Egon Schiele:
Caller (Rufer), 1913
Gouache, watercolor, and black crayon
45.7 × 31.1 cm
Auctioned at Christie’s, New York, in 2007 for USD 3,064,000
(Kallir d1440)
It was rare for Schiele to title a drawing, and rarer still for the title to feel so directly tied to the figure’s inner state. Rufer—Caller—is one of those works in which Schiele seems to catch a person at the very edge of speech, the body leaning forward with a kind of urgent clarity. The figure stands sharply outlined against the pale ground, the limbs taut, the head slightly raised as if the call is already forming in the throat. A small, contained tension runs through the crossed arms, giving the figure a compact, inward‑turned energy; it feels less like someone calling outward and more like someone gathering strength before speaking. Schiele’s line in 1913 had a particular electricity: thin, precise, and almost vibrating with intention. Here it gives the body a wiry tension, a sense that the figure is both anchored and about to break into motion.
The colours are handled with the restraint typical of this moment in his development. Gouache and watercolor settle in thin, translucent layers, allowing the paper to breathe through the figure. The blacks of the crayon define the contours with a firmness that feels almost sculptural. The deep blue‑green garment adds a quiet weight to the figure, its angular folds echoing the sharpness of the face and reinforcing the sense of concentrated intensity. Schiele’s palette in 1913 often hovered between pallor and intensity, and this sheet is no exception: the muted tones heighten the psychological charge, making the gesture feel even more focused.
In the lower left corner, there is an inscription—not by Schiele, but in another hand. It reads: “Diesen Schiele zu freundschaftl. Erinnerung Carl Reininghaus”—“This Schiele [artwork] in friendly remembrance [of] Carl Reininghaus.” The dedication adds a quiet layer of intimacy to the sheet, suggesting that this drawing once passed between friends, or at least between two people who shared a deep belief in the new art emerging in Vienna. Reininghaus was one of the most important early supporters of modernism, a collector whose enthusiasm for Schiele and Klimt went beyond acquisition. Knowing it once passed through his hands lends the sheet a gentle intimacy, as if this tightly held gesture carried a personal resonance within Schiele’s circle.

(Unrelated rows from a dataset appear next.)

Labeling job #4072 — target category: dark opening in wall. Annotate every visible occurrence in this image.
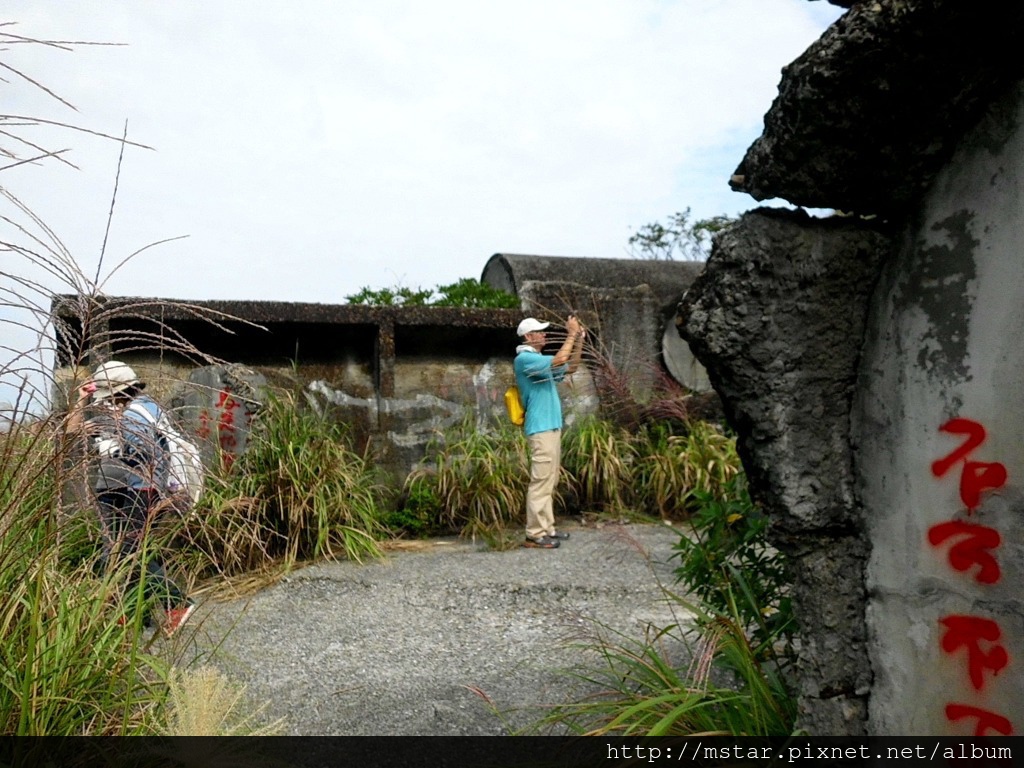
[53,317,89,368]
[394,326,517,360]
[101,317,377,366]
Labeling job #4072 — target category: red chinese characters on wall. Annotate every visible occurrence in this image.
[928,418,1014,736]
[197,391,242,467]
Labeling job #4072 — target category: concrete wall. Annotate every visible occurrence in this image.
[854,81,1024,735]
[679,81,1024,736]
[679,209,890,735]
[52,297,597,481]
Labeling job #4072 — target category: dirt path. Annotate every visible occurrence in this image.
[193,524,692,735]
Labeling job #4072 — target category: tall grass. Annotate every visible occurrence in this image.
[0,30,270,735]
[524,489,797,736]
[403,418,529,541]
[562,416,638,515]
[523,606,796,736]
[0,430,165,735]
[178,392,387,575]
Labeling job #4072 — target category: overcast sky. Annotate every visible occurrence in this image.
[0,0,842,409]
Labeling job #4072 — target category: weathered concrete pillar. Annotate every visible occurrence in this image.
[678,209,890,735]
[854,85,1024,736]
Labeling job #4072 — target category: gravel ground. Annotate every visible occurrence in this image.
[189,524,696,735]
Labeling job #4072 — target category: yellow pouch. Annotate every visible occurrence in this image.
[505,386,526,427]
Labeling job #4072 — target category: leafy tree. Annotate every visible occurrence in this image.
[629,207,735,261]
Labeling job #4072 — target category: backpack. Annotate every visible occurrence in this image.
[128,402,206,507]
[505,384,526,427]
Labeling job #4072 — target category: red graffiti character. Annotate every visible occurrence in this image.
[939,615,1010,690]
[928,520,1002,584]
[946,703,1014,736]
[932,418,1007,512]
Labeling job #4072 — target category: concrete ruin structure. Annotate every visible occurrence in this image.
[51,254,713,479]
[678,0,1024,736]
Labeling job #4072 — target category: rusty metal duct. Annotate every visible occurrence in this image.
[480,253,711,392]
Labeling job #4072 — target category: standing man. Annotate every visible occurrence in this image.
[69,360,196,637]
[514,314,587,549]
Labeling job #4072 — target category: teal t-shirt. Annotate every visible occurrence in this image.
[513,344,567,435]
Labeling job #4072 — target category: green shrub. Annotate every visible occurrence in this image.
[345,278,519,309]
[676,474,795,648]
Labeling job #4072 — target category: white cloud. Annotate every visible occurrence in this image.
[0,0,840,403]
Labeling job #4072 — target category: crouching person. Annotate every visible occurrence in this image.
[69,360,196,637]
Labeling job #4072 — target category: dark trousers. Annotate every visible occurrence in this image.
[98,488,186,610]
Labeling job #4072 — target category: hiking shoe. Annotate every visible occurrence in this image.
[522,536,559,549]
[164,603,196,637]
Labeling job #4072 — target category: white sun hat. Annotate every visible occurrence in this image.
[516,317,551,336]
[92,360,140,400]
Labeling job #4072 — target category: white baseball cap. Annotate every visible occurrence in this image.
[516,317,551,336]
[92,360,140,400]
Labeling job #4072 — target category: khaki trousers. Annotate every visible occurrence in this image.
[526,429,562,539]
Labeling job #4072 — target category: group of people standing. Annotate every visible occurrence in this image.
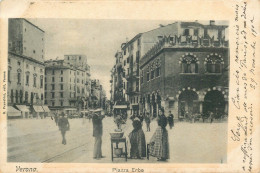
[129,108,174,161]
[51,112,70,145]
[51,108,174,161]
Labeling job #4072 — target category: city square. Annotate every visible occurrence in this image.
[7,117,227,164]
[7,18,230,164]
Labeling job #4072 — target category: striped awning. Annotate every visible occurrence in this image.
[7,106,22,117]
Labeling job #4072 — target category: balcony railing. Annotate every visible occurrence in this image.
[140,35,229,65]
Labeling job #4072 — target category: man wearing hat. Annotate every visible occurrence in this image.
[92,110,105,159]
[58,112,70,145]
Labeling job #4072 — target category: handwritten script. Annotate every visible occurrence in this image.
[230,1,258,172]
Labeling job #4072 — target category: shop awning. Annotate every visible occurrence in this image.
[42,106,50,112]
[33,106,44,112]
[7,106,22,117]
[16,105,30,112]
[114,105,127,109]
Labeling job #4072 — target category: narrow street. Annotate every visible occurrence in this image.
[8,117,227,163]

The figure itself, with its raised arm and forward‑leaning posture, belongs unmistakably to Schiele’s 1913 vocabulary of bodies stretched toward expression. This was the year in which he refined his exploration of gesture as a form of psychological revelation. The body becomes a conduit for emotion, the line a record of tension and release. In Rufer, the gesture is pared down to its essence: a call, a reaching outward, a moment of communication suspended in time. The face, with its sharply drawn cheekbones and slightly parted lips, holds that familiar mix of vulnerability and resolve that marks so many of his 1913 figures. It is as if the figure is caught in the instant before sound breaks the silence.
Schiele’s drawings from this period often carry a heightened sensitivity to the fragility of the human form, and this sheet is no exception. The thin washes of colour allow the figure to feel almost weightless, while the black crayon anchors it with decisive force. The plain, unmodulated background intensifies the isolation of the gesture, leaving the viewer alone with the urgency of the call and the stark immediacy of Schiele’s line. The contrast between delicacy and firmness is one of the hallmarks of his 1913 work, and here it creates a tension that feels both physical and emotional.
Seen today, Caller feels like a small but potent testament to Schiele’s ability to compress emotion into the simplest of gestures. The dedication to Reininghaus adds a human warmth to the sheet, reminding us that these works circulated not only in exhibitions and collections but also within networks of friendship, loyalty, and shared artistic belief. In its economy of means and its psychological intensity, this drawing stands as a vivid example of Schiele’s gift for capturing the moment when the inner life of a figure becomes visible—when a call, whether spoken or silent, seems to rise directly from the page.